Mark dropped Ellie’s handbag on the floor and sat down on the bed, taking his wife’s hot, dry hands in his. Her wide-open eyes still gazed inwards at some dream, but it seemed to him that some of the idiot blankness was gone. The stereotyped prettiness of the room made him poignantly conscious of her crumpled black suit and disheveled hair. Ellie always made a point of being exquisitely groomed. He tried to smooth some of the creases out of her skirt. He reached down for the handbag, searched its chaotic contents and found a comb. He ran it clumsily through her hair in a barren attempt to impress some order on it. He thought suddenly of Frankie at the Hotel Reforma, wearing Ellie’s clothes, using her perfume.

He got up and started to pace about the room. He found a cigarette in his pocket and fumbled for a match. He had none. His glance fell on a painted Indian table. A book of matches lay in a charro-hat pottery ash-tray, a larger version of the one Oscar had given him. He picked the matches up. The book said: ‘Hotel Mirador, the friendly hostelry that brings you all the color of quaint Old Mexico.’ He lit the cigarette and put the book in his pocket.
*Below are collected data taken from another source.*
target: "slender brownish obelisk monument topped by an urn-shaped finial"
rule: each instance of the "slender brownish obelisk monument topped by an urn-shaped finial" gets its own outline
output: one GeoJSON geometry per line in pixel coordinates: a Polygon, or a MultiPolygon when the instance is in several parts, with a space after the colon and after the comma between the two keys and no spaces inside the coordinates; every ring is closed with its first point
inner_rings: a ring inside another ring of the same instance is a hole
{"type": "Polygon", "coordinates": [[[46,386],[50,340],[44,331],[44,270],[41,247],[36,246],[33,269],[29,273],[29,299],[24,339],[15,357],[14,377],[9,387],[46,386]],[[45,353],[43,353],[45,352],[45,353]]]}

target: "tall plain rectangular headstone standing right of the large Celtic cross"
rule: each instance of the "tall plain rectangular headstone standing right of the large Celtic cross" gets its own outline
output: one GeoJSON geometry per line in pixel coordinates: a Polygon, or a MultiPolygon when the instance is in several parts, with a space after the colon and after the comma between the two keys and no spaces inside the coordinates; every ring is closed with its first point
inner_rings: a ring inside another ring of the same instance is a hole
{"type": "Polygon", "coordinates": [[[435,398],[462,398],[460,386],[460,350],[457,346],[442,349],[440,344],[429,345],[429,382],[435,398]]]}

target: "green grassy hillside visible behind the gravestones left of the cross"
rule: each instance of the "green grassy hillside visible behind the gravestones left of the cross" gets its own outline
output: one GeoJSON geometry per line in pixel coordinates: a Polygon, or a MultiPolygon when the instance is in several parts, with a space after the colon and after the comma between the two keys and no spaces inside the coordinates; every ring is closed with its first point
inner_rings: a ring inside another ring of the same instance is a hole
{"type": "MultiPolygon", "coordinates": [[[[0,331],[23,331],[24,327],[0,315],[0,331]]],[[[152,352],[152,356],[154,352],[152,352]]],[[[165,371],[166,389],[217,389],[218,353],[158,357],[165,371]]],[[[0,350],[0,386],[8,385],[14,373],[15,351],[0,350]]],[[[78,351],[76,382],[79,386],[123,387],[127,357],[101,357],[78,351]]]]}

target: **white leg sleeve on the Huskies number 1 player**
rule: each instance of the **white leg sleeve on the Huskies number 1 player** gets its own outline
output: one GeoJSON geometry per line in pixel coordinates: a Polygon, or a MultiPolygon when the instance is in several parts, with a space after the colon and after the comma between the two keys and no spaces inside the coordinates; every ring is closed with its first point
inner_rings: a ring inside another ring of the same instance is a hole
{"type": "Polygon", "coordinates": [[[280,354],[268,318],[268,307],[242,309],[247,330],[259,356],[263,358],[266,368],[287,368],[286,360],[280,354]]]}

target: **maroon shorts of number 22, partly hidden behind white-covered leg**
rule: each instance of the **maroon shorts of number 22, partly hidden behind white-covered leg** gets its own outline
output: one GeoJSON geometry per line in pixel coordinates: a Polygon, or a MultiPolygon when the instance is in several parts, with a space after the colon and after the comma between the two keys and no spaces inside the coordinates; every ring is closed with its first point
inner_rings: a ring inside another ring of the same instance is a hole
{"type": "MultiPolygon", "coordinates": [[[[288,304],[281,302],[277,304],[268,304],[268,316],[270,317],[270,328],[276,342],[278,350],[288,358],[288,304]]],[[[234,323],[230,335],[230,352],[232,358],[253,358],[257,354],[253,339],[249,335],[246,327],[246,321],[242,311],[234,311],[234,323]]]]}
It suddenly enraged him that Ellie should be lying there like a drunk picked up off the street. At least she should be put to bed. He crossed to the second bed and pulled down the coverlet, revealing light yellow sheets. One of the couch cushions was a pillow in disguise. He pulled it out from its chartreuse cover. He went back to Ellie. He took off her sandals. Gently he removed her stockings and, raising her unresisting torso, stripped off the suit jacket and blouse. He unzipped the skirt and drew it down from her thighs. She was wearing a white silk slip.